Beneficial Corporation
- Industry: Consumer finance
- Founded: 1914 as Beneficial Loan Society
- Defunct: 1998
- Fate: Purchased by Household International, Inc.
- Successor: HSBC Finance

= Beneficial Corporation =

American financial services company

Beneficial Corporation was one of the largest consumer finance companies in the United States, prior to its acquisition by Household International, Inc. in 1998.

Beneficial began as the Beneficial Loan Society in 1914 in Elizabeth, New Jersey, founded by “Colonel” Clarence Hodson (1868-1928). Norwegian immigrant Olaus Westby Caspersen (1896–1971) joined Beneficial in 1920. In 1929, the company was reorganized as Beneficial Finance Corporation by Olaus Caspersen who would spend 18 years as president of the company.

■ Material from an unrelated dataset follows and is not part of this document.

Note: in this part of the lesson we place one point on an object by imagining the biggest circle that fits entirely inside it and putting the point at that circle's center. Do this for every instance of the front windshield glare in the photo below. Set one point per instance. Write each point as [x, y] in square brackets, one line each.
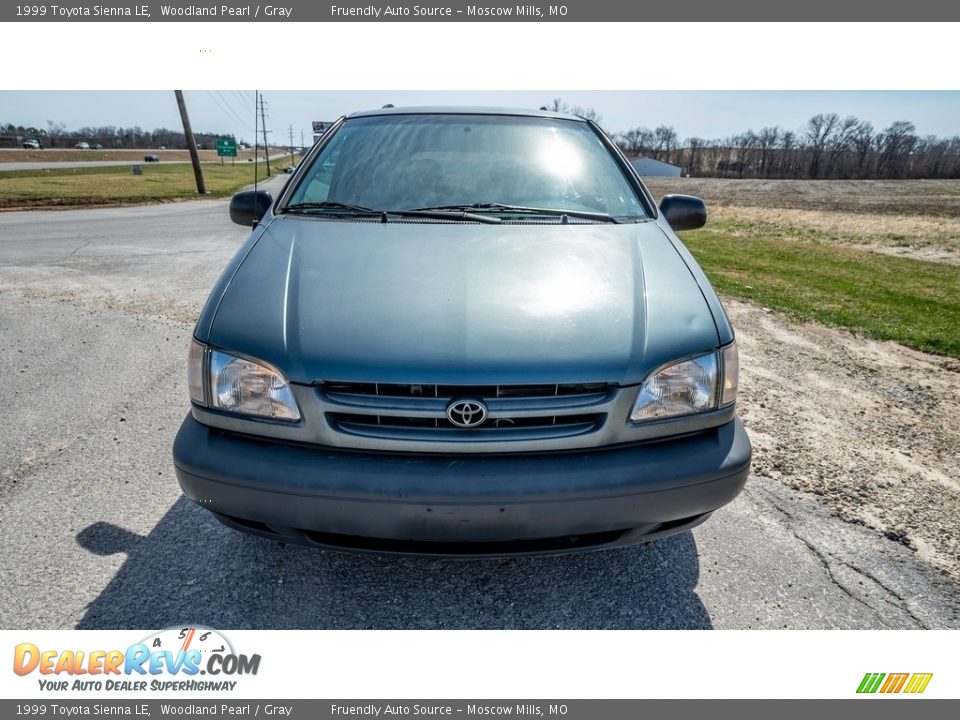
[404, 162]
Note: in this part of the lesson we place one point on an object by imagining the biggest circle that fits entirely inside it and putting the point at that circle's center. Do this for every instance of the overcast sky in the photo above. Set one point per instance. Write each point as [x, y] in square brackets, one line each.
[707, 114]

In 1960, the company entered the British market. In 1961, the company purchased Western Auto Supply Co., and in 1965 purchased Spiegel, Inc (later sold in 1981). In 1970, the company changed its name to Beneficial Corporation. In 1976, Beneficial began offering credit cards through its People's Bank & Trust Co. subsidiary in Delaware. In the same year, Finn M. W. Caspersen, the son of Olaus Caspersen, became chairman and chief executive. The company bought Parliament Leasing in 1977, and First Texas Financial Corp., a savings and loan, in 1978. In 1977, Beneficial entered the reinsurance business through its insurance subsidiaries, but this business caused significant financial losses in the 1980s. Beneficial downsized this business and emphasized its second mortgage business.

In 1998, the company was purchased by Household International, Inc., for about $8.25 billion in stock.

Household International was in turn acquired by HSBC Group in 2003, and made a part of the HSBC Finance Company.